When mobile phones hit the consumer market, it didn’t change our habits much overnight. The technology advanced slowly. Cameras were added, the phones got smaller, and soon, colored screens became the norm. Then we started seeing apps built for mobile phones. While we thought apps were revolutionary, mobile phones have kept advancing. Now, you can use one device to make payments, unlock and turn on your car, rock your baby’s crib, start your dinner, and talk to your pet, all from a remote location.
Today, we are in the middle of a fundamental change for the business intelligence and analytics industry. One of the clearest signals of an industry shift are acquisitions. We have seen Business Objects acquire Crystal Reports and then SAP acquire Business Objects, for example. Most recently, in 2019, we have seen Google acquire Looker, Logi Analytics acquire Zoomdata, Qlik acquire Attunity, Sisense acquire Periscope Data, and Salesforce acquires Tableau Software.

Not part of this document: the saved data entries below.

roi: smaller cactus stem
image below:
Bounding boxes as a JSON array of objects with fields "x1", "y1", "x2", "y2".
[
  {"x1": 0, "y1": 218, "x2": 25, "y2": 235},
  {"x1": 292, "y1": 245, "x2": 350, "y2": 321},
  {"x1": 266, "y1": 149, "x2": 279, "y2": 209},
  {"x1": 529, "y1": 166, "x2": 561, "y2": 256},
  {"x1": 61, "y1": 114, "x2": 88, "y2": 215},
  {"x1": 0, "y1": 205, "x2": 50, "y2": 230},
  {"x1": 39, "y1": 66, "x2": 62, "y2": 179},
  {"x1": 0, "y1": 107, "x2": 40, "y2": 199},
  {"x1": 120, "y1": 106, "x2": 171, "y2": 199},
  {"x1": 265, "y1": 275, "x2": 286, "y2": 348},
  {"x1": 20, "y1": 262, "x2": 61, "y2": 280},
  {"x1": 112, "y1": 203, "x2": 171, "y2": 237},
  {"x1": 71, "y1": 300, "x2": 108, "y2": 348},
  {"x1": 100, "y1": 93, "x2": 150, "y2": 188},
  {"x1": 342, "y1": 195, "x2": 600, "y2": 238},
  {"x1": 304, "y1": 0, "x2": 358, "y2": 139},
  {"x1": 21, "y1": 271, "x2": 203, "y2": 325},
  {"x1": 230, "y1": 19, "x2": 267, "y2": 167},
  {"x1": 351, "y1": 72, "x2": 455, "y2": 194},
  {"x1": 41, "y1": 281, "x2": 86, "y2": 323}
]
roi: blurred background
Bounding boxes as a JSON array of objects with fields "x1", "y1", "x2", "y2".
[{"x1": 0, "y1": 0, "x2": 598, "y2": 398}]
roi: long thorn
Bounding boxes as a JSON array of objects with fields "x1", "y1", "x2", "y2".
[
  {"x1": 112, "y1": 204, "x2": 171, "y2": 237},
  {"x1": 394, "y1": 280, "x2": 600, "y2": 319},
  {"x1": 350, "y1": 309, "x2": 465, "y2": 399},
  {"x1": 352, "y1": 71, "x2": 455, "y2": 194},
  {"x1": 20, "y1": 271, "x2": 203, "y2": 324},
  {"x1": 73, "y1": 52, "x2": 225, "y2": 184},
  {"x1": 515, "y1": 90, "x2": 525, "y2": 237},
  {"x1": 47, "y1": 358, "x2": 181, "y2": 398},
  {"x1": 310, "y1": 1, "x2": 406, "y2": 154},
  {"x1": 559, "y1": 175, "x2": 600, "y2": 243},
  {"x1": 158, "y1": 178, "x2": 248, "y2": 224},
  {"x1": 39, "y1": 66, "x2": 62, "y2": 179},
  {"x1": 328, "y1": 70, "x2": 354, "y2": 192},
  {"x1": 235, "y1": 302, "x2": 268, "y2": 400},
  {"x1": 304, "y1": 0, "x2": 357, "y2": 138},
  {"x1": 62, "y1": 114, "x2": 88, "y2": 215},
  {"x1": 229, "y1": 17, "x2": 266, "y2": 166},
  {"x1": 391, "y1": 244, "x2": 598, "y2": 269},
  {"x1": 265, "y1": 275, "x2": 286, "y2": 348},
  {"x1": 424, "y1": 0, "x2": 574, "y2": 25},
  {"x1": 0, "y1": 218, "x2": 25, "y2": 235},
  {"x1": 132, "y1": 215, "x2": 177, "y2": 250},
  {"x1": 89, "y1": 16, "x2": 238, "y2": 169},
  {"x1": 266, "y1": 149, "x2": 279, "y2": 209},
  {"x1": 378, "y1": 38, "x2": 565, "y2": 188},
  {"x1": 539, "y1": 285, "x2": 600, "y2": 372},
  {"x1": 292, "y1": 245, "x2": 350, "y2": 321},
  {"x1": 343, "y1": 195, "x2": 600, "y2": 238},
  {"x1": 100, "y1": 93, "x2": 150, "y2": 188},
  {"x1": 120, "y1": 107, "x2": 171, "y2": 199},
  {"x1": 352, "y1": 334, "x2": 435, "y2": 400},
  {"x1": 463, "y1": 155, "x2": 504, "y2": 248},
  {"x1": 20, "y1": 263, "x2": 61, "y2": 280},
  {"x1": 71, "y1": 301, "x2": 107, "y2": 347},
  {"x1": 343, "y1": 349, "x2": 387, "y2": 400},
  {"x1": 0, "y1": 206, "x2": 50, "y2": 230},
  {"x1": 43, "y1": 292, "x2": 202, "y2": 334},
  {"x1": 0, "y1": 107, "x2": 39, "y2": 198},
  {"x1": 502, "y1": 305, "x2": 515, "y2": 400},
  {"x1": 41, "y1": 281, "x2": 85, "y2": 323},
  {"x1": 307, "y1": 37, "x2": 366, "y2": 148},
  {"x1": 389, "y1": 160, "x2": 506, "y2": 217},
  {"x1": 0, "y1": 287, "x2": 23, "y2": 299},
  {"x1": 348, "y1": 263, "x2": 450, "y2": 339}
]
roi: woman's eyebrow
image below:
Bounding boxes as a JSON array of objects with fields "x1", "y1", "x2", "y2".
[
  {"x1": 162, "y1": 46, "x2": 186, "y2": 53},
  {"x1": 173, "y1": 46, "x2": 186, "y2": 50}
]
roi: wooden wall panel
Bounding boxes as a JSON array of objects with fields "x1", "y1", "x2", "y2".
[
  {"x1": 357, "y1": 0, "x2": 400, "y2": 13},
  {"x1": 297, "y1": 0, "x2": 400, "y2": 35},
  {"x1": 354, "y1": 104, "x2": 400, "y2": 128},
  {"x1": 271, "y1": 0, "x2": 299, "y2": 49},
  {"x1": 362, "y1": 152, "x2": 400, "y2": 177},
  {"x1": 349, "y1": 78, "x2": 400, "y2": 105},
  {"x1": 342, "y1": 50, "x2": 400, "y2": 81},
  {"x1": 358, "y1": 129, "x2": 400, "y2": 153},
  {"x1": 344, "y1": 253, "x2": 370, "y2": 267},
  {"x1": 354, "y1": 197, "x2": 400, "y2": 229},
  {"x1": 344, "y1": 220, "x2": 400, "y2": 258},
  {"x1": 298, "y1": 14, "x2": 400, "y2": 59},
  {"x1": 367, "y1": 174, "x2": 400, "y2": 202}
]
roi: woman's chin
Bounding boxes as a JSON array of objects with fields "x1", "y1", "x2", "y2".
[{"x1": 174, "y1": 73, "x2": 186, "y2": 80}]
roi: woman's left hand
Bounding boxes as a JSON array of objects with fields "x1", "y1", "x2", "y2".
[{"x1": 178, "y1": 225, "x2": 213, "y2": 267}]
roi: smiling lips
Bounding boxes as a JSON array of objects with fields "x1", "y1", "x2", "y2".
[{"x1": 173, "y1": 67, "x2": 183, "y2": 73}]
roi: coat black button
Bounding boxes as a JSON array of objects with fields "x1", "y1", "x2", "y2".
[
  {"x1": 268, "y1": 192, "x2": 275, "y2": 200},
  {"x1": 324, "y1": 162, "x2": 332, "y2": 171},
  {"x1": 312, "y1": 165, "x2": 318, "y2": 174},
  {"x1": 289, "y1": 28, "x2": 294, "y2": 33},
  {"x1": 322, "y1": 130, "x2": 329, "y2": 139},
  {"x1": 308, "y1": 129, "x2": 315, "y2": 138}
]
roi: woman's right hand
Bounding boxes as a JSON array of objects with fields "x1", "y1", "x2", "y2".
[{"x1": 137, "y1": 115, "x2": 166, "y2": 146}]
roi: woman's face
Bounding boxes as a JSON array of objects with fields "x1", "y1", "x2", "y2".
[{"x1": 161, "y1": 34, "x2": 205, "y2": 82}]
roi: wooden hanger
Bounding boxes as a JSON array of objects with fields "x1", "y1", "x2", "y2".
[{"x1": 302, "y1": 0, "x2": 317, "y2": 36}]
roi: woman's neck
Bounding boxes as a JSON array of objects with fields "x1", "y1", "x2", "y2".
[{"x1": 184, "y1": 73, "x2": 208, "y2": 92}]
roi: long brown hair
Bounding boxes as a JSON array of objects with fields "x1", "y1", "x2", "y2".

There is definitely a reason behind these acquisitions and that brings us back to Tableau. Tableau looked at the future and saw the changes coming. They knew their days were numbered. The way I see it, Tableau reached a point where they had two choices.
The first choice would have been for Tableau to reinvent itself in order to align with the big changes in analytics technology that is already underway. However, reinvention is difficult and there are risks that come with reinvention, including costs and delays, the potential to misinterpret or mis-time the market, and organizational dysfunction — all of which can lead to losing customers.

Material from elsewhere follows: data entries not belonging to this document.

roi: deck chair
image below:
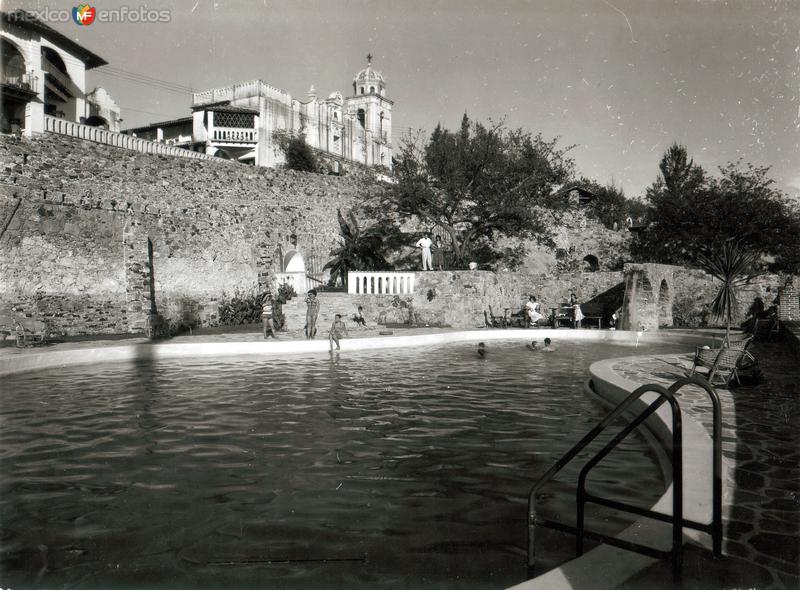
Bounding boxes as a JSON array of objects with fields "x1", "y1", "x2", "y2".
[
  {"x1": 13, "y1": 317, "x2": 49, "y2": 347},
  {"x1": 691, "y1": 337, "x2": 753, "y2": 386},
  {"x1": 485, "y1": 306, "x2": 507, "y2": 329}
]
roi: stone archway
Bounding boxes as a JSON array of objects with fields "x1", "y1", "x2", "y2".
[
  {"x1": 620, "y1": 263, "x2": 678, "y2": 331},
  {"x1": 583, "y1": 254, "x2": 599, "y2": 272}
]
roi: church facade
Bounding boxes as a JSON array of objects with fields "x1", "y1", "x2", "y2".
[{"x1": 125, "y1": 56, "x2": 393, "y2": 171}]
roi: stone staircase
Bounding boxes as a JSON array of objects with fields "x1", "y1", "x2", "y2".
[{"x1": 280, "y1": 292, "x2": 362, "y2": 333}]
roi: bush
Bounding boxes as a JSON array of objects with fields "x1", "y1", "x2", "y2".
[
  {"x1": 273, "y1": 130, "x2": 318, "y2": 173},
  {"x1": 219, "y1": 290, "x2": 266, "y2": 326}
]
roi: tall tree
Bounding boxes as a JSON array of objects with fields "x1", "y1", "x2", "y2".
[
  {"x1": 387, "y1": 115, "x2": 575, "y2": 265},
  {"x1": 634, "y1": 146, "x2": 800, "y2": 273}
]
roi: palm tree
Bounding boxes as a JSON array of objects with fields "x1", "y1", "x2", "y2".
[
  {"x1": 323, "y1": 209, "x2": 389, "y2": 289},
  {"x1": 697, "y1": 239, "x2": 758, "y2": 343}
]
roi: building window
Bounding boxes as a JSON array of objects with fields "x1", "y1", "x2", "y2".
[
  {"x1": 370, "y1": 86, "x2": 375, "y2": 94},
  {"x1": 360, "y1": 87, "x2": 364, "y2": 94},
  {"x1": 213, "y1": 111, "x2": 255, "y2": 128},
  {"x1": 357, "y1": 109, "x2": 365, "y2": 127}
]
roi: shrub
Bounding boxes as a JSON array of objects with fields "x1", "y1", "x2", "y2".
[{"x1": 219, "y1": 289, "x2": 266, "y2": 326}]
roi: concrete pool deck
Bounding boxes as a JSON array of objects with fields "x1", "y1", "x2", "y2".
[{"x1": 1, "y1": 327, "x2": 796, "y2": 588}]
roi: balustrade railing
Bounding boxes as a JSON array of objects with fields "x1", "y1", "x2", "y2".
[
  {"x1": 44, "y1": 115, "x2": 221, "y2": 162},
  {"x1": 3, "y1": 67, "x2": 37, "y2": 93},
  {"x1": 348, "y1": 271, "x2": 415, "y2": 295},
  {"x1": 212, "y1": 127, "x2": 258, "y2": 142}
]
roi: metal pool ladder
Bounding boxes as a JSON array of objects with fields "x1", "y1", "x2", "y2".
[{"x1": 526, "y1": 376, "x2": 723, "y2": 582}]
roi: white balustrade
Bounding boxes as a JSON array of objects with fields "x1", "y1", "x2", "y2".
[
  {"x1": 347, "y1": 271, "x2": 415, "y2": 295},
  {"x1": 44, "y1": 116, "x2": 223, "y2": 162},
  {"x1": 212, "y1": 127, "x2": 258, "y2": 142}
]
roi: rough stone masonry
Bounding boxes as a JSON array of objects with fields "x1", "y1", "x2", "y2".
[{"x1": 0, "y1": 132, "x2": 369, "y2": 336}]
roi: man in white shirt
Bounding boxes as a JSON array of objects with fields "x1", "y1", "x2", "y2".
[{"x1": 415, "y1": 234, "x2": 433, "y2": 270}]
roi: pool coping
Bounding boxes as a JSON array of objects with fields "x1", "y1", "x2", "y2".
[
  {"x1": 0, "y1": 327, "x2": 711, "y2": 377},
  {"x1": 0, "y1": 327, "x2": 718, "y2": 590}
]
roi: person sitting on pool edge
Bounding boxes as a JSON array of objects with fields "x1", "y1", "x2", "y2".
[
  {"x1": 541, "y1": 337, "x2": 556, "y2": 352},
  {"x1": 329, "y1": 314, "x2": 349, "y2": 350}
]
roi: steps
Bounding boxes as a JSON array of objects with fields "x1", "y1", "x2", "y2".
[{"x1": 279, "y1": 292, "x2": 362, "y2": 333}]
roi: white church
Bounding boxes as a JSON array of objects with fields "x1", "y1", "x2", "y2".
[{"x1": 125, "y1": 55, "x2": 393, "y2": 171}]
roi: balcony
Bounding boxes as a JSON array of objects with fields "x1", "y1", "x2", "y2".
[
  {"x1": 211, "y1": 127, "x2": 258, "y2": 143},
  {"x1": 1, "y1": 66, "x2": 38, "y2": 100}
]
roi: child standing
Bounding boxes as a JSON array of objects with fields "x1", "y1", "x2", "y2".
[
  {"x1": 329, "y1": 314, "x2": 349, "y2": 350},
  {"x1": 262, "y1": 295, "x2": 277, "y2": 339}
]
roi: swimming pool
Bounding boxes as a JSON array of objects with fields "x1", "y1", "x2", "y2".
[{"x1": 0, "y1": 339, "x2": 697, "y2": 589}]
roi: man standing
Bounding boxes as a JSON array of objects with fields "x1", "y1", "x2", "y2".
[
  {"x1": 305, "y1": 289, "x2": 320, "y2": 339},
  {"x1": 416, "y1": 234, "x2": 433, "y2": 271}
]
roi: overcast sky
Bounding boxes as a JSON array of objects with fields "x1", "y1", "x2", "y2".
[{"x1": 13, "y1": 0, "x2": 800, "y2": 199}]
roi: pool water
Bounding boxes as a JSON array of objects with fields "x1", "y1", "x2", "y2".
[{"x1": 0, "y1": 339, "x2": 694, "y2": 589}]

The second option, which the leadership team wisely chose, was to cash out while the Tableau business was still healthy and profitable.
I have seen reinvention work, but it’s difficult. Apple has successfully reinvented itself a couple of times over from computer to computing; from mobile to services. Facebook has been reinventing itself through its own acquisitions of Instagram, WhatsApp, Oculus VR, and over 80 other companies.

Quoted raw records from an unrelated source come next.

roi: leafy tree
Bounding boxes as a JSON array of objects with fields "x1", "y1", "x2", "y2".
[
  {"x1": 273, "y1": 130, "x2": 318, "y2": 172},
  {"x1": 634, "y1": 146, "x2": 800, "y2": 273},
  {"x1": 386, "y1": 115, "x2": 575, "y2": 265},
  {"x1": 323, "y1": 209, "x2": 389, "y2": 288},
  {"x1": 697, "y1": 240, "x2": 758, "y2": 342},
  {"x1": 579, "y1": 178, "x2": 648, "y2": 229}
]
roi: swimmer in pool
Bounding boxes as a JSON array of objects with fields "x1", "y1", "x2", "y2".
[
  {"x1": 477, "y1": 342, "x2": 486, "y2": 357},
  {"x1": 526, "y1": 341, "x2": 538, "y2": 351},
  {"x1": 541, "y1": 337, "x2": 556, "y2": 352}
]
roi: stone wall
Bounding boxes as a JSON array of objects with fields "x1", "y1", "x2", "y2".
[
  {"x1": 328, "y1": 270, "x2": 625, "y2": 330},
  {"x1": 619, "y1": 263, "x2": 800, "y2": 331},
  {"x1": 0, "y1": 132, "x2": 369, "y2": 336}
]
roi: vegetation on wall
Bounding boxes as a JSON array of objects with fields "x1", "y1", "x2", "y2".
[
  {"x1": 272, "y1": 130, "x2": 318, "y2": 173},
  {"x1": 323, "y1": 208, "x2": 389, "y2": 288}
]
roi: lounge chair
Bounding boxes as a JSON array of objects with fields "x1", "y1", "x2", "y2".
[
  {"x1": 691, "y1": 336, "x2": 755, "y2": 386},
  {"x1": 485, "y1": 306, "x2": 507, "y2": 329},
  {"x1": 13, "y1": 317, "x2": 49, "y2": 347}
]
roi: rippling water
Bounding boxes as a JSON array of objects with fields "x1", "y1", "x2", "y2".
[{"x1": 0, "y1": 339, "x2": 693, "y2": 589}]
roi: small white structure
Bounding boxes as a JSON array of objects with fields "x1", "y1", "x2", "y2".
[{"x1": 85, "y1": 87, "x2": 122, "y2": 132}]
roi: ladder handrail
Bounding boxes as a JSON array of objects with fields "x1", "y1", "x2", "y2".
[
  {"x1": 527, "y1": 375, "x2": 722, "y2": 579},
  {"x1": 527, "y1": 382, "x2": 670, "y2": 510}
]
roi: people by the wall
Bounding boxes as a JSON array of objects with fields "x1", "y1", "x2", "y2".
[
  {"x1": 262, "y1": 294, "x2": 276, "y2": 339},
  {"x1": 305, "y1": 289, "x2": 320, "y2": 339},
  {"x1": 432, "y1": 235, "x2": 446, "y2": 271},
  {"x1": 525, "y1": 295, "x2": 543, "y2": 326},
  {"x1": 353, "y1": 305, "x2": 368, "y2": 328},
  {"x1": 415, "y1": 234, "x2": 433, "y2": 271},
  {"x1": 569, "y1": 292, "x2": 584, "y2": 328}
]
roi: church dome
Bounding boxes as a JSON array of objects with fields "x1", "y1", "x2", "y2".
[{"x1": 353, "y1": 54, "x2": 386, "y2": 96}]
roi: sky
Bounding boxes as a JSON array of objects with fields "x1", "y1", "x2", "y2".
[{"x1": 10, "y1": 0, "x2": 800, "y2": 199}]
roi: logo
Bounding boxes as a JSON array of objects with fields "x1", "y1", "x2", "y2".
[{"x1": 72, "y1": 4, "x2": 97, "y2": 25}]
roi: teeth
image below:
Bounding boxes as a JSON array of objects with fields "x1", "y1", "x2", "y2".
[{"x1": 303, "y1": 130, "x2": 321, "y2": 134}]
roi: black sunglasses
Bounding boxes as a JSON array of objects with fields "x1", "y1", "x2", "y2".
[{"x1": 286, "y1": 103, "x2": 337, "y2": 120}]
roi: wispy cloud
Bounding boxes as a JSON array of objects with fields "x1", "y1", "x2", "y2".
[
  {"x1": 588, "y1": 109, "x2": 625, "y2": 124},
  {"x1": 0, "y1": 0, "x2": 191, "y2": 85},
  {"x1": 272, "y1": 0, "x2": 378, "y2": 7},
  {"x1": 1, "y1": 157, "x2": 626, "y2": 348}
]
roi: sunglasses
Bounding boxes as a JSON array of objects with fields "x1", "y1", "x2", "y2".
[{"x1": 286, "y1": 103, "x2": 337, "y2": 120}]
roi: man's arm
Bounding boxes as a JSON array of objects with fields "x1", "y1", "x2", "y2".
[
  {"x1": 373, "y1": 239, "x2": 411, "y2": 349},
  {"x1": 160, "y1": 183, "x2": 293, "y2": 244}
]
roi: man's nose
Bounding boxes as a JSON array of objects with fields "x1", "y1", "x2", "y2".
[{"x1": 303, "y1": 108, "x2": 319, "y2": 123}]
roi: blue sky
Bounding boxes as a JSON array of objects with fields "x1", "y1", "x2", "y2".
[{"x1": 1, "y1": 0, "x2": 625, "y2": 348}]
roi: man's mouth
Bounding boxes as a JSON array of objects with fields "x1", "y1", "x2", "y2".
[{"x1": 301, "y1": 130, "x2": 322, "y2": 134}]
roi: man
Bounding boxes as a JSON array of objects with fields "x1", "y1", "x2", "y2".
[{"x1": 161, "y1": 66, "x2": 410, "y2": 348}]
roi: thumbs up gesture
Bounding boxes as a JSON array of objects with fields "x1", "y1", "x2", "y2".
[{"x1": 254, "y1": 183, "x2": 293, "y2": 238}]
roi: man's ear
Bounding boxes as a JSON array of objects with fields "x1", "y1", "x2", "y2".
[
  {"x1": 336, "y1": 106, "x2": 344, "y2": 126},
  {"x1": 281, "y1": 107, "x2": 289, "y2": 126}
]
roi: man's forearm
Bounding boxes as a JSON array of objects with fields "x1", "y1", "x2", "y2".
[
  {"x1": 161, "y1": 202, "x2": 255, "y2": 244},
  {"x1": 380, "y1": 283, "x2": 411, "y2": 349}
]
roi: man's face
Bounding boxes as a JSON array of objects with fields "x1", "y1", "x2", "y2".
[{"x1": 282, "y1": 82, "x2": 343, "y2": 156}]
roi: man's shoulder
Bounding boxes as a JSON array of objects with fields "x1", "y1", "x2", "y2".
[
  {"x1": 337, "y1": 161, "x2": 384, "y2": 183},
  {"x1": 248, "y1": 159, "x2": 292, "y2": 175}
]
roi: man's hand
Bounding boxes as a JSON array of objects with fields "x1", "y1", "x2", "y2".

Alternatively, I’ve seen companies blow through millions of dollars and several years trying to unsuccessfully reinvent themselves. Others become so territorial that at some point, they will be left behind. For example, SAP appears to be selecting the path of defending their revenue and customers rather than focus on reinventing for the future. This choice is predominately on display within their partner network. They rarely integrate with an analytic partner because they say they have their own analytics solution, even if the partner’s analytic software is better. Now that they have established this strong defense, they have no other choice than to continue protecting their territory. Reinvention for them would likely be unsuccessful. At some point, they will be better off taking the money and cashing out.
If you manage a business in the midst of a technological or industry shift, you’ll eventually be faced with a similar decision. If you choose the reinvention path, prepare yourself to do more than just modernize your technology, you need to be able to serve the market in a new way. If Apple would have reinvented itself strictly to take advantage of new processors, they would have failed. Their new message was that now your mobile phone is your new computer and the iPhone surged to 80% of their profit. Over time, they needed to reinvent again. This time their reinvention message was that they would provide a digital transformation of your personal life and consequently they launched products to support that vision such as the Apple Watch, the Apple TV, and Apple CarPlay. One wonders what could possibly be next?
So, if you see a wave of acquisitions in the market, you can be assured that big changes are coming. Change is gradual, or evolutionary, but over time it becomes revolutionary. Look for the signs and know what you will do when you see them.